I wonder if Adam Sandler's getting restless. His new comedy, I Now Pronounce You Chuck and Larry, is doing well at the box office, as predicted, but his three "serious" films—Punch-Drunk Love (2002), Spanglish (2004), and Reign Over Me (2007)—all did poorly. His comedy fans didn't follow him to those films, even though all of them received good reviews, or at least reviews that praised Sandler for going outside his comfort zone, and it’s not like he went that far outside that zone for Punch-Drunk Love (although the movie was a lot quirkier than his standard fare, thanks to writer-director Paul Thomas Anderson).
Lots of movie stars, including Brad Pitt and Angelina Jolie, maintain a "one for me, one for them" filmography, and if Sandler's satisfied with his non-wacky films not making much money, more power to him. But I wonder ... and I sort of worry ... but mostly I wonder.
I do think Sandler has to be one of the nicest megastars working today. I don't find his comedies to be all that funny, but I admire him for remaining loyal to his friends. His comedies are shot by the same stable of directors (Dennis Dugan helmed Happy Gilmore, Big Daddy, and Chuck and Larry; Peter Segal shot Anger Management, 50 First Dates, and The Longest Yard; Frank Coraci directed The Wedding Singer, The Waterboy, and Click; and Steven Brill was forgiven for 2000’s Little Nicky, Sandler’s only comedy bomb, and allowed to direct 2002’s Mr. Deeds, which was a success), and they're populated with the same stable of early-'90s Saturday Night Live costars (Rob Schneider, David Spade, Kevin Nealon, Chris Rock if he's got nothing better to do).
Sandler even produces movies like The Master of Disguise, The Benchwarmers, Deuce Bigalow: European Gigolo, and Dickie Roberts: Former Child Star for his SNL friends to star in. They all look like they were written over the course of a weekend and the first draft was then rushed into production, but it's still nice that Sandler helps those who are less fortunate when it comes to fame.
Let me rephrase that—it's nice that he helps out friends who have comedic talent, even if that talent is temporarily MIA. (David Spade is a prime example of "funny on the small screen, completely and utterly lost on the big screen.") But Sandler also has a habit of putting non-SNL friends like Peter Dante, Jonathan Loughran, and Allen Covert in his movies. Dante and Loughran stick out like sore thumbs when they appear onscreen, and even though Covert can act, he didn't need his own Sandler-produced vehicle, 2006's Grandma's Boy, which naturally costarred Dante and Loughran. I can’t imagine Sandler playing hardball with a studio in the sense of "I'm not doing your big summer comedy for 2009 unless you let my junior-year roommate at NYU star in a movie he wrote about a magical bong," but anything's possible.
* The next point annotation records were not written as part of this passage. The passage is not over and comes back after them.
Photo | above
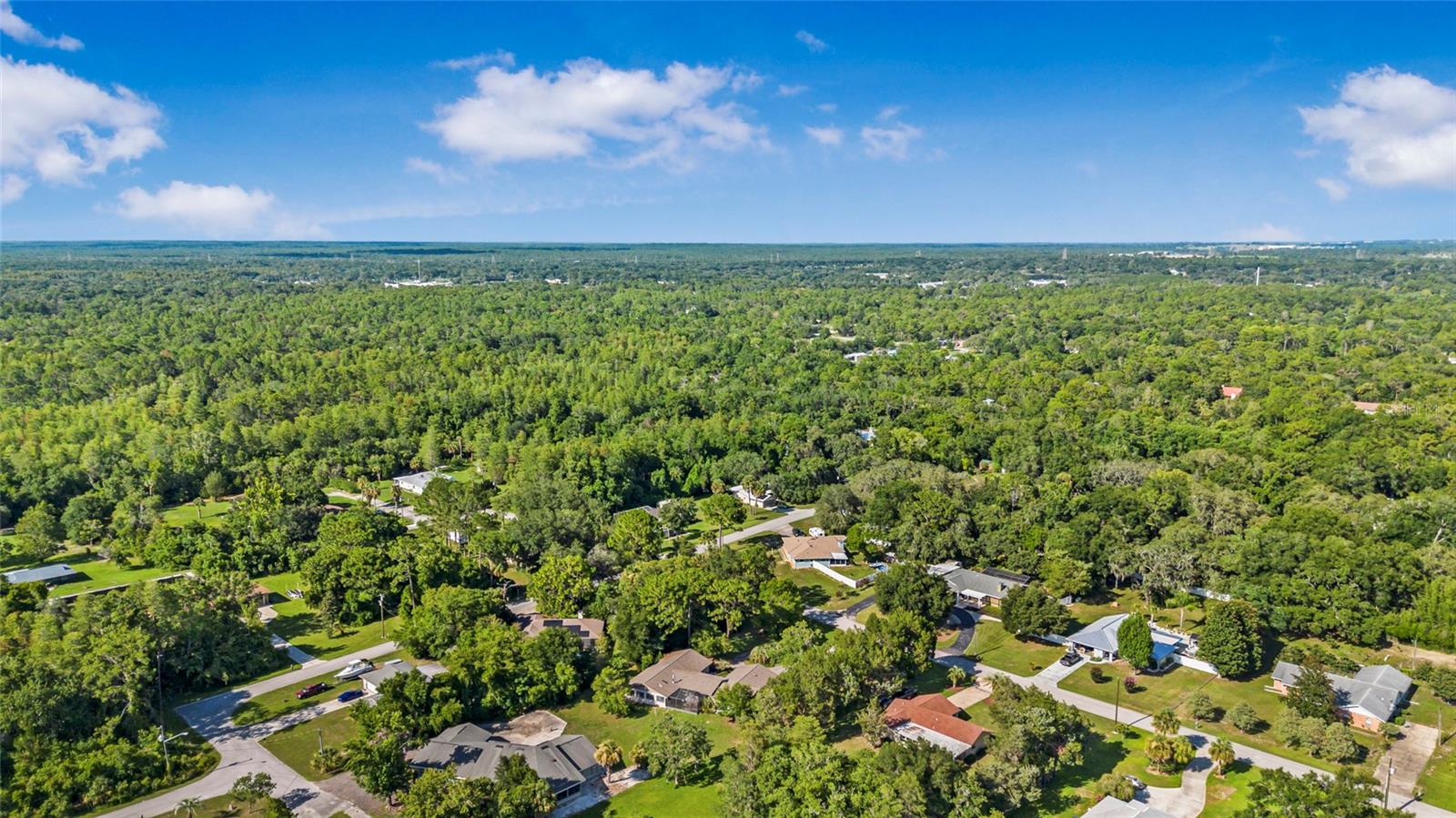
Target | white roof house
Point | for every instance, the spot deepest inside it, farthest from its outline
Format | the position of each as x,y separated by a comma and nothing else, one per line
415,483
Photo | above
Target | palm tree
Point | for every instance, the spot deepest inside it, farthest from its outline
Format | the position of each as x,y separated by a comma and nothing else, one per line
609,754
369,490
1165,721
1222,754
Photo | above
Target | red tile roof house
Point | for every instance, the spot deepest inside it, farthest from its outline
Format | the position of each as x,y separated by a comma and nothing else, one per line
935,720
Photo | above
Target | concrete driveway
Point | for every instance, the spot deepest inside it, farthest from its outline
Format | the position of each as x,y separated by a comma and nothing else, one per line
240,754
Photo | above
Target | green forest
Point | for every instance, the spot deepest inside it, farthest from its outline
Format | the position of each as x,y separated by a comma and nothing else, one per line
1059,414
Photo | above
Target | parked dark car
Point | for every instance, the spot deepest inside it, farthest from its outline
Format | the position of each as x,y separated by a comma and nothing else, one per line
312,691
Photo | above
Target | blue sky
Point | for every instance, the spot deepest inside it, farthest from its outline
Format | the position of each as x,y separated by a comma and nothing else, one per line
728,123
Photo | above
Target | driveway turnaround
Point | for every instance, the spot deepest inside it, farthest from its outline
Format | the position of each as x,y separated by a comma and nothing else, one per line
240,752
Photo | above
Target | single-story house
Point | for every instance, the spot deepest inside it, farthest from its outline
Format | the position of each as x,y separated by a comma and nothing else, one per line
589,631
565,763
48,574
415,483
677,680
1117,808
1099,640
379,676
935,720
681,680
977,589
1369,699
803,552
764,500
752,676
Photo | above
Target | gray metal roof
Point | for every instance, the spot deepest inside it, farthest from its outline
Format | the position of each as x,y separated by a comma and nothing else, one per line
562,762
43,574
965,581
1376,689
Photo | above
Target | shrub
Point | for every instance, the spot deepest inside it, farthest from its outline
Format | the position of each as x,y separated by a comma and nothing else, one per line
328,760
1201,709
1245,718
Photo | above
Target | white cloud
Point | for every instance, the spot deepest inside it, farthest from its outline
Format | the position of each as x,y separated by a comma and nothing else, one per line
826,136
213,210
1334,188
1398,128
12,187
812,43
22,31
744,82
1266,233
892,141
63,128
633,116
499,57
429,167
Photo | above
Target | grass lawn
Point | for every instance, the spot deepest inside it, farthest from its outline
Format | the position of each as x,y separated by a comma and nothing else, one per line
822,591
298,744
654,798
1104,752
1227,796
1174,687
213,514
98,572
1439,778
994,647
298,625
589,720
278,702
703,530
657,798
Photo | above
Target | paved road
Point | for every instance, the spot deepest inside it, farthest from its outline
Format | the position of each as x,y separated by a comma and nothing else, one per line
1200,740
766,527
240,752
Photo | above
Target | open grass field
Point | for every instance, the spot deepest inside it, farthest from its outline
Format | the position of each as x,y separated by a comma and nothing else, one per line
1174,687
98,572
1439,778
657,798
1230,793
298,744
994,647
1106,752
211,514
822,591
280,702
298,626
587,720
654,798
Sandler's next movie, according to IMDB, is You Don't Mess With the Zohan, cowritten by Sandler and Judd Apatow, the writer-director of Knocked Up and current king of comedy in Hollywood. As a producer, Apatow has seven movies coming out in the next year. Comedy geeks (including the Onion AV Club’s writers) can't wait to see these movies, but I wonder: is the inevitable backlash against Apatow on its way? Backlash is a bitch, and it’s often caused by oversaturation in the marketplace. Just ask Ben Affleck (or Evan Dando).
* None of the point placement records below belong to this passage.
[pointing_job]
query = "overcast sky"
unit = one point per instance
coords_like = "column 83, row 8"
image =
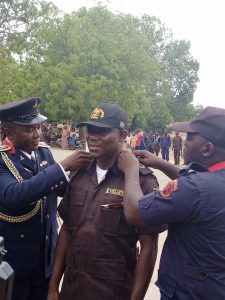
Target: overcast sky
column 202, row 22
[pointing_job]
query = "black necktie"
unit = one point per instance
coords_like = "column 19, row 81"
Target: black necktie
column 33, row 159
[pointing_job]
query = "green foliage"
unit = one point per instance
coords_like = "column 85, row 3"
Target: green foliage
column 76, row 61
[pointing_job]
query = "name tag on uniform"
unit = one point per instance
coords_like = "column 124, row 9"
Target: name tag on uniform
column 43, row 163
column 115, row 192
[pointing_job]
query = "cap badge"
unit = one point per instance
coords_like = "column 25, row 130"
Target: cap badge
column 168, row 190
column 35, row 104
column 122, row 125
column 97, row 113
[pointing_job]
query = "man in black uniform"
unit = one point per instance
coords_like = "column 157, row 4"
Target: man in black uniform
column 29, row 185
column 193, row 204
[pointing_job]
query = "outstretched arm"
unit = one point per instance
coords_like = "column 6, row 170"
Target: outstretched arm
column 129, row 164
column 59, row 263
column 145, row 265
column 150, row 160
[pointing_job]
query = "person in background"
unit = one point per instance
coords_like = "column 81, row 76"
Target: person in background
column 96, row 249
column 138, row 139
column 192, row 203
column 165, row 143
column 72, row 139
column 29, row 186
column 156, row 143
column 64, row 137
column 177, row 145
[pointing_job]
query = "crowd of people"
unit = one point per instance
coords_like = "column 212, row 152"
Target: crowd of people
column 111, row 200
column 154, row 142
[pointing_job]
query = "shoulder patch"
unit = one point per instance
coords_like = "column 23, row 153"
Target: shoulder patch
column 168, row 190
column 4, row 148
column 144, row 170
column 43, row 144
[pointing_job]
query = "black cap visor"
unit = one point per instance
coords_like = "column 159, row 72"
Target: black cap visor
column 95, row 123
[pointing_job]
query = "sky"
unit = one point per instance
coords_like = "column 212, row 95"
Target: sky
column 201, row 22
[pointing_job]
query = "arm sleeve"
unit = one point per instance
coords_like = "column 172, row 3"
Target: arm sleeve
column 149, row 184
column 182, row 204
column 17, row 195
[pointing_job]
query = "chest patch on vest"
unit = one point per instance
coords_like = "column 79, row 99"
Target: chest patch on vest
column 114, row 192
column 43, row 163
column 168, row 190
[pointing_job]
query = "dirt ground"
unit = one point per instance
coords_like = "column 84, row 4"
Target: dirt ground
column 153, row 292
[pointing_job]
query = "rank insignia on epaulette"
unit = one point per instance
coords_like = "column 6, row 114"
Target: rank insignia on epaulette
column 115, row 192
column 43, row 163
column 28, row 170
column 168, row 190
column 43, row 144
column 4, row 148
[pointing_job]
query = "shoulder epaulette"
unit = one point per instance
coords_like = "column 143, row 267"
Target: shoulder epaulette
column 44, row 145
column 144, row 170
column 4, row 148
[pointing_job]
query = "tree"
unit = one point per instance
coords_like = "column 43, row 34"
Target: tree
column 75, row 61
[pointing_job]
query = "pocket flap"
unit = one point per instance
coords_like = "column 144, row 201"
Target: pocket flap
column 195, row 273
column 166, row 284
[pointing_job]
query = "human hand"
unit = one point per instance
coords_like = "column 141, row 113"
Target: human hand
column 127, row 160
column 77, row 160
column 148, row 159
column 53, row 294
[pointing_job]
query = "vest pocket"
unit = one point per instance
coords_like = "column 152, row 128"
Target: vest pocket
column 75, row 207
column 109, row 269
column 110, row 220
I really liked Knocked Up. It wasn't overhyped, thank God. Apatow and his cast even made the relationship between the geek and the hot chick work (then again, Apatow has first-hand knowledge of being a geek who’s married to a hot chick—Knocked Up’s Leslie Mann), but I'm glad the seed was planted that these two people aren't right for each other and it may not work out when all is said and done. Do you think it was an inside joke that Ben and his friends run a celebrity-nudity Web site but Katherine Heigl, who the majority of the world's male population would like to see naked, wore a bra in both her sex scenes? Otherwise I'm inclined to think that Heigl's agent changed the no-nudity clause in her contract at the last second, i.e. even though she was never going to be shown topless, her handlers wanted to make sure that you never even thought she was topless while filming. But seriously, who wears a bra during non-quickie sex? I certainly don't.
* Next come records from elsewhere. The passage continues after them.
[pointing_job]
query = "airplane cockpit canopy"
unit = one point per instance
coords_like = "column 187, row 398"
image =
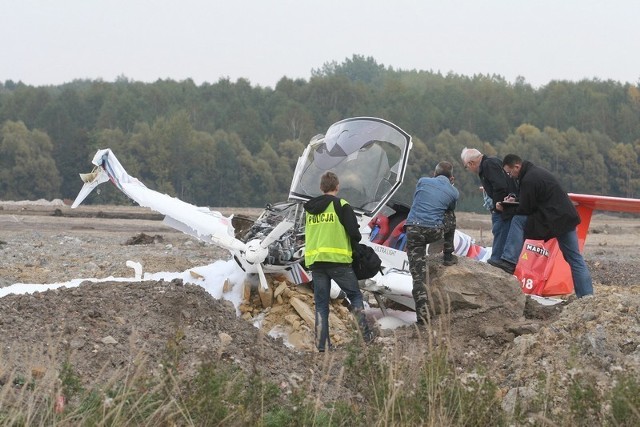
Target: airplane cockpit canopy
column 368, row 154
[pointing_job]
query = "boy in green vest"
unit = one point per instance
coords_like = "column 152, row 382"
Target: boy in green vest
column 331, row 232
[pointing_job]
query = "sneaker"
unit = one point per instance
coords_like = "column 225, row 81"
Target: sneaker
column 449, row 259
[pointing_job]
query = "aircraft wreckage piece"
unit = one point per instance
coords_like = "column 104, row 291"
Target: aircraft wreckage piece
column 370, row 156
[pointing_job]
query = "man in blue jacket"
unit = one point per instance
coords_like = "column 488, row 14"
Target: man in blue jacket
column 331, row 234
column 506, row 227
column 426, row 224
column 550, row 214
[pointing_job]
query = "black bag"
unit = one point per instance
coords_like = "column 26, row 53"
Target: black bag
column 366, row 262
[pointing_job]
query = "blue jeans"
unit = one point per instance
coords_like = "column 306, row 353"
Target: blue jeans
column 514, row 239
column 582, row 283
column 499, row 229
column 346, row 279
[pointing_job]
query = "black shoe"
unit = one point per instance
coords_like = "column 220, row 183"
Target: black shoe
column 449, row 259
column 503, row 265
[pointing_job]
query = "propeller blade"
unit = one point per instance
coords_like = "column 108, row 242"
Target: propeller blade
column 275, row 234
column 263, row 278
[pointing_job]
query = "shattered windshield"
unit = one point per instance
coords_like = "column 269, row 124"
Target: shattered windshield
column 368, row 155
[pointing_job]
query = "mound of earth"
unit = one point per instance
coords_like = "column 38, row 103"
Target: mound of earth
column 103, row 327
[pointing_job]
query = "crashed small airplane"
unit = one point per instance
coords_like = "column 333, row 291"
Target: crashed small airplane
column 370, row 156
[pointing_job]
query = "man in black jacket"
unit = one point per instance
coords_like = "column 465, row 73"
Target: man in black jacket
column 507, row 228
column 551, row 214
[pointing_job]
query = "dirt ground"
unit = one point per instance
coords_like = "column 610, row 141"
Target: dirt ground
column 103, row 327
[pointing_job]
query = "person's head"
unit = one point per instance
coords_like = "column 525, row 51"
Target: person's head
column 471, row 159
column 444, row 168
column 512, row 164
column 329, row 182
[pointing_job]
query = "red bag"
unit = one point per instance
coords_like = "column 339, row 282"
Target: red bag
column 542, row 269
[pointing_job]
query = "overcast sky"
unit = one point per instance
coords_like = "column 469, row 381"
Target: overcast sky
column 56, row 41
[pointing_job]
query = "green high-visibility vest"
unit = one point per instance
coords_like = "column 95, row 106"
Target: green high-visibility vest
column 325, row 238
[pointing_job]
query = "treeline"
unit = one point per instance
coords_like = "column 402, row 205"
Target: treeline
column 234, row 144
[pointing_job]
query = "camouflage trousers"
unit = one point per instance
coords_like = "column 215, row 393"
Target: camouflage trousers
column 417, row 240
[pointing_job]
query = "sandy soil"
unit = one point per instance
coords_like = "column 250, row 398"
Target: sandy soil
column 104, row 327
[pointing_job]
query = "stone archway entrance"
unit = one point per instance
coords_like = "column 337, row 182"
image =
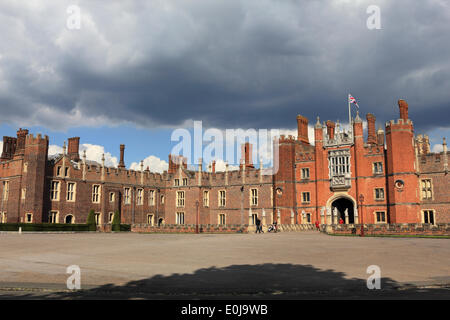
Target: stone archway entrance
column 341, row 205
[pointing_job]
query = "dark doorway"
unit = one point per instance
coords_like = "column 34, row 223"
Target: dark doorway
column 341, row 205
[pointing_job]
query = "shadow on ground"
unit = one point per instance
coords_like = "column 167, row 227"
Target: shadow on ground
column 264, row 281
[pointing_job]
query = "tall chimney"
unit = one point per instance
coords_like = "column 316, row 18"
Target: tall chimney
column 73, row 149
column 246, row 155
column 371, row 136
column 122, row 151
column 21, row 137
column 302, row 129
column 403, row 106
column 330, row 129
column 380, row 137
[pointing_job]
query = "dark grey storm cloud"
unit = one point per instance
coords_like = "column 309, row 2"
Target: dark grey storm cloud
column 230, row 63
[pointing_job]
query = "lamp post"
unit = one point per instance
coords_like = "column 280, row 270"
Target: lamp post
column 361, row 201
column 197, row 216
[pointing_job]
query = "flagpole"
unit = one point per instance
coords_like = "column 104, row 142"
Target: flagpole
column 349, row 113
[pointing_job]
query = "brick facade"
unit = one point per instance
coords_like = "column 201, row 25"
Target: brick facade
column 388, row 177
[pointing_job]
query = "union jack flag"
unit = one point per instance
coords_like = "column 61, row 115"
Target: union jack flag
column 351, row 99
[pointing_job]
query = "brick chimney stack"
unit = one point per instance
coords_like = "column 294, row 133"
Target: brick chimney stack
column 403, row 106
column 246, row 155
column 73, row 149
column 122, row 151
column 21, row 137
column 371, row 136
column 330, row 129
column 380, row 137
column 302, row 129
Still, I wonder ... with seven comedies coming out in the next year, all of them featuring overlapping cast members and several of them centering on stoner protagonists or lead characters who are teens or twentysomethings, are these movies going to look and sound the same after a while? Not to mention Knocked Up's references to Matisyahu, Eric Bana, and "the shoe bomber," which are going to feel stale ten years from now. Comedian Patton Oswalt said recently in an Onion AV Club interview that as a script consultant for DreamWorks Animation, one of his main goals is to get rid of the pop-culture references that are already in a script because they become dated so quickly.
I mentioned the possible Apatow backlash to my friend Jeremy back in June, and last week he wrote me with this news:
Back to our discussion of a backlash against Judd Apatow et al., the below is from an article in the LA Times about Aaron Sorkin and the failure of Studio 60 on the Sunset Strip:
"Bernie Brillstein, the fabled Hollywood manager whose clients included John Belushi and Jim Henson, is convinced that failure is an inevitable byproduct of industry envy and backstabbing. 'Rightly or wrongly, Aaron got a reputation as holier than thou,' Brillstein explains. 'When you put yourself out front in the media, like Aaron did or Judd Apatow is right now, everyone is lying in wait for you. That's the psychology of the town. Once you're anointed, everyone wants the king to fail.'"
Well, I don’t work in Hollywood, and I don’t want Apatow to fail (even though he isn't the director of any of the seven upcoming movies he's producing, he'll almost certainly be blamed if any of them fail), but I don’t want movie theaters to be crammed full of stoner/slacker comedies next year either. I am a fan of Freaks and Geeks, the show Apatow produced for 18 glorious episodes seven years ago, but I don’t think of him or his talented ensemble of actors as a secret I want to keep from other people. Have at 'em, world. Just don’t reach for your pitchforks if Superbad or Forgetting Sarah Marshall or The Pineapple Express or Walk Hard or Drillbit Taylor or Step Brothers or Zohan doesn’t turn out to be another Knocked Up or The 40-Year-Old Virgin.
And now for a completely unnecessary postscript ...
Look, I know I’m the only one who was bothered by this, but I'm gonna say it anyway: in 2005, before The 40-Year-Old Virgin was released, its "coming soon" (pun absolutely intended) poster spelled the title the way I just did, with two hyphens in "40-Year-Old." But once newspaper ads and theater posters started to appear, the first hyphen went away: "40 Year-Old." In the movie itself, when the title appears on the screen, it’s spelled as The 40 Year Old Virgin. Both hyphens vanished into thin air. Apparently the Anti-Hyphen Lobby—I mean, the Anti Hyphen Lobby—has powerful friends in Hollywood.